= Eyring equation =

Chemical kinetics equation

The Eyring equation (occasionally also known as Eyring–Polanyi equation) is an equation used in chemical kinetics to describe changes in the rate of a chemical reaction against temperature. It was developed almost simultaneously in 1935 by Henry Eyring, Meredith Gwynne Evans and Michael Polanyi. The equation follows from the transition state theory, also known as activated-complex theory. If one assumes a constant enthalpy of activation and constant entropy of activation, the Eyring equation is similar to the Arrhenius equation, despite the Arrhenius equation being phenomenological and the Eyring equation based on statistical mechanical justification.

== General form ==
The general form of the Eyring–Polanyi equation somewhat resembles the Arrhenius equation:
$$\ k = \frac{\kappa k_\mathrm{B}T}{h} e^{-\frac{\Delta G^\ddagger }{RT}}$$
where $k$ is the rate constant, $\Delta G^\ddagger$ is the Gibbs energy of activation, $\kappa$ is the transmission coefficient, $k_\mathrm{B}$ is the Boltzmann constant, $T$ is the absolute temperature (Kelvin), and $h$ is the Planck constant.

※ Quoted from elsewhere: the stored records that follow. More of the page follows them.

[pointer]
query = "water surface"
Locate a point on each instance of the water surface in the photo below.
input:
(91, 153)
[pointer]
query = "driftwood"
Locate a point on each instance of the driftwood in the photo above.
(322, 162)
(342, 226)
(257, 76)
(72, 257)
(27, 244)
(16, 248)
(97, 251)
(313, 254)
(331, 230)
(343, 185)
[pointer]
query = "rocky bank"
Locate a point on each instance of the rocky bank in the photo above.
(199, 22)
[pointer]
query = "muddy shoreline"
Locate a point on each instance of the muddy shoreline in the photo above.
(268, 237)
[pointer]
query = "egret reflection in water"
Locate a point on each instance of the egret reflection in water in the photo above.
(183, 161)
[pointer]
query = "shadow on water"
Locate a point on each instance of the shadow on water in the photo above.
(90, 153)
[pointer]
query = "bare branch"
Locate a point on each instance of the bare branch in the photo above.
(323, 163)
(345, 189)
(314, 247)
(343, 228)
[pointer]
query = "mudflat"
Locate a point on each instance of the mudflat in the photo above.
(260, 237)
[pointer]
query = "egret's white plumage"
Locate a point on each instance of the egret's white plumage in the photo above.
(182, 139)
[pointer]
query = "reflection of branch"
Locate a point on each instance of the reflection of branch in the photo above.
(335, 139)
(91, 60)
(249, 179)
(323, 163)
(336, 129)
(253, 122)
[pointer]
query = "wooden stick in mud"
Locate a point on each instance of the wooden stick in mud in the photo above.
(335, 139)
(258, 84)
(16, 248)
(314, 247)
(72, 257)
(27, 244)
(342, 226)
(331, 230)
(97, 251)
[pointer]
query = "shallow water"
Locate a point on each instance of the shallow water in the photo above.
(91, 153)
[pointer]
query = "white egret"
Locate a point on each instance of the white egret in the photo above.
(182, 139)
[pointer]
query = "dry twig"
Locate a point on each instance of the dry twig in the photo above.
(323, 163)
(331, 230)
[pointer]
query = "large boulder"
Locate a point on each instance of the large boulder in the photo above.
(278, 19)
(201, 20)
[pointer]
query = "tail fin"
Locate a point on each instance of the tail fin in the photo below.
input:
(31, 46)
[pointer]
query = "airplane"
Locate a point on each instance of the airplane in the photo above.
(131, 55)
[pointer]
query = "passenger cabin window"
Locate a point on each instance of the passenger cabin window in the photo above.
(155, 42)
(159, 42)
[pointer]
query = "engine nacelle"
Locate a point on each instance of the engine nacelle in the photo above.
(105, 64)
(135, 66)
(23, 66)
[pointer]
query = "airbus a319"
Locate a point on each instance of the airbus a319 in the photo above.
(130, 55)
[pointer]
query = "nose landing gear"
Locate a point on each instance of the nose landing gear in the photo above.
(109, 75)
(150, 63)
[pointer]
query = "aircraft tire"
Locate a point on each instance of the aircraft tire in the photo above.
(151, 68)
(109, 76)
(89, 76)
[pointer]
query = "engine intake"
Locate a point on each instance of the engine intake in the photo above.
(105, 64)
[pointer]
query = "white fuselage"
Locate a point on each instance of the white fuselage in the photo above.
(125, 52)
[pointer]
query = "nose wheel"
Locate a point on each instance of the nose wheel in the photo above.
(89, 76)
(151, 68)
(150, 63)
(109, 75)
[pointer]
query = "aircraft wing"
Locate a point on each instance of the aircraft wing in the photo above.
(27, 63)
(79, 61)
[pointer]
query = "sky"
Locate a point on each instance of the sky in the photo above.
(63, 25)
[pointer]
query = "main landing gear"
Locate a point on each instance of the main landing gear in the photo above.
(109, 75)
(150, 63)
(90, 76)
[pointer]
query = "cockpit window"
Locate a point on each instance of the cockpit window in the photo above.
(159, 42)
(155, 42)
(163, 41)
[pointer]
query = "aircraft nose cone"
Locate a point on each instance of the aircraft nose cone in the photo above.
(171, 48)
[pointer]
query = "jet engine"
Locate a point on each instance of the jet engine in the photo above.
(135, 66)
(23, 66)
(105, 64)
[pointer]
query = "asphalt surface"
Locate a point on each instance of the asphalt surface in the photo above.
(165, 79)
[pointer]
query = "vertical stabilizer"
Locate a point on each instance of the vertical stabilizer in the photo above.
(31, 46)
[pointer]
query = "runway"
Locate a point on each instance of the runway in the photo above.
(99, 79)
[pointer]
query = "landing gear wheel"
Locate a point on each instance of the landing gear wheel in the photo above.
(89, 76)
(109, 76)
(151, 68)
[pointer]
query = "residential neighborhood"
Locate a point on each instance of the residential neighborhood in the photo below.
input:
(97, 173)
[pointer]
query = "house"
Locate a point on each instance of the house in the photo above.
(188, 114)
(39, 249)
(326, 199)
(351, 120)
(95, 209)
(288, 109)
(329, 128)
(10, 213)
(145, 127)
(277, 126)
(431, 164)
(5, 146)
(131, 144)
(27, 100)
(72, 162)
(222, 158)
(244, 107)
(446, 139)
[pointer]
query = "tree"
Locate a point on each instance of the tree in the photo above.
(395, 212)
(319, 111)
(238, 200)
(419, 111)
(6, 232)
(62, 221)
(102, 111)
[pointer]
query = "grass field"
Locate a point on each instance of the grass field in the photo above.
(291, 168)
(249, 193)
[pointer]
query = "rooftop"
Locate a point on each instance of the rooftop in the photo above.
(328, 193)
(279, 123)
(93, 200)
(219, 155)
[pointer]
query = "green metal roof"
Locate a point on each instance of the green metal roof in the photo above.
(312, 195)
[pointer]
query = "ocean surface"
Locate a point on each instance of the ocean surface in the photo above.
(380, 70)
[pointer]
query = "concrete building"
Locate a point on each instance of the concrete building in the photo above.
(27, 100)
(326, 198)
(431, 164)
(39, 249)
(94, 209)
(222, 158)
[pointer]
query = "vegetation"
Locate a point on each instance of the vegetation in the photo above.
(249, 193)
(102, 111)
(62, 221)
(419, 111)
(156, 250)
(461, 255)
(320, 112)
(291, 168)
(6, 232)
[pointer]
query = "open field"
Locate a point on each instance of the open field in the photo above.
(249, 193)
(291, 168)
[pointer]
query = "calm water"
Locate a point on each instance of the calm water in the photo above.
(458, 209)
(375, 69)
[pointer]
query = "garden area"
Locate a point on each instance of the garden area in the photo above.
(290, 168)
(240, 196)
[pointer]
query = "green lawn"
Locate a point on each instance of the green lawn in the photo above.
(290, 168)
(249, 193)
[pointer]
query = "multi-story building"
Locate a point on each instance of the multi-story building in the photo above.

The transmission coefficient $\kappa$ is often assumed to be equal to one as it reflects what fraction of the flux through the transition state proceeds to the product without recrossing the transition state. So, a transmission coefficient equal to one means that the fundamental no-recrossing assumption of transition state theory holds perfectly. However, $\kappa$ is typically not one because (i) the reaction coordinate chosen for the process at hand is usually not perfect and (ii) many barrier-crossing processes are somewhat or even strongly diffusive in nature. For example, the transmission coefficient of methane hopping in a gas hydrate from one site to an adjacent empty site is between 0.25 and 0.5. Typically, reactive flux correlation function (RFCF) simulations are performed in order to explicitly calculate $\kappa$ from the resulting plateau in the RFCF. This approach is also referred to as the Bennett-Chandler approach, which yields a dynamical correction to the standard transition state theory-based rate constant.

It can be rewritten as:
$$k = \frac{\kappa k_\mathrm{B}T}{h} e^{\frac{\Delta S^\ddagger }{R}} e^{-\frac{\Delta H^\ddagger}{RT}}$$

One can put this equation in the following form:
$$\ln \frac{k}{T} = \frac{-\Delta H^\ddagger}{R} \cdot \frac{1}{T} + \ln \frac{\kappa k_\mathrm{B}}{h} + \frac{\Delta S^\ddagger}{R}$$
where:
- $k$ = reaction rate constant
- $T$ = absolute temperature
- $\Delta H^\ddagger$ = enthalpy of activation
- $R$ = gas constant
- $\kappa$ = transmission coefficient
- $k_\mathrm{B}$ = Boltzmann constant = R/N_{A}, N_{A} = Avogadro constant
- $h$ = Planck constant
- $\Delta S^\ddagger$ = entropy of activation

If one assumes constant enthalpy of activation, constant entropy of activation, and constant transmission coefficient, this equation can be used as follows: A certain chemical reaction is performed at different temperatures and the reaction rate is determined. The plot of $\ln(k/T)$ versus $1/T$ gives a straight line with slope $-\Delta H^\ddagger/ R$ from which the enthalpy of activation can be derived and with intercept $\ln(\kappa k_\mathrm{B} / h) + \Delta S^\ddagger/ R$ from which the entropy of activation is derived.

== Accuracy ==
Transition state theory requires a value of the transmission coefficient, called $\kappa$ in that theory. This value is often taken to be unity (i.e., the species passing through the transition state $AB^\ddagger$ always proceed directly to products AB and never revert to reactants A and B). To avoid specifying a value of $\kappa$, the rate constant can be compared to the value of the rate constant at some fixed reference temperature (i.e., $\ k(T)/k(T_{\rm Ref})$) which eliminates the $\kappa$ factor in the resulting expression if one assumes that the transmission coefficient is independent of temperature.

== Error propagation formulas ==
Error propagation formulas for $\Delta H^\ddagger$ and $\Delta S^\ddagger$ have been published.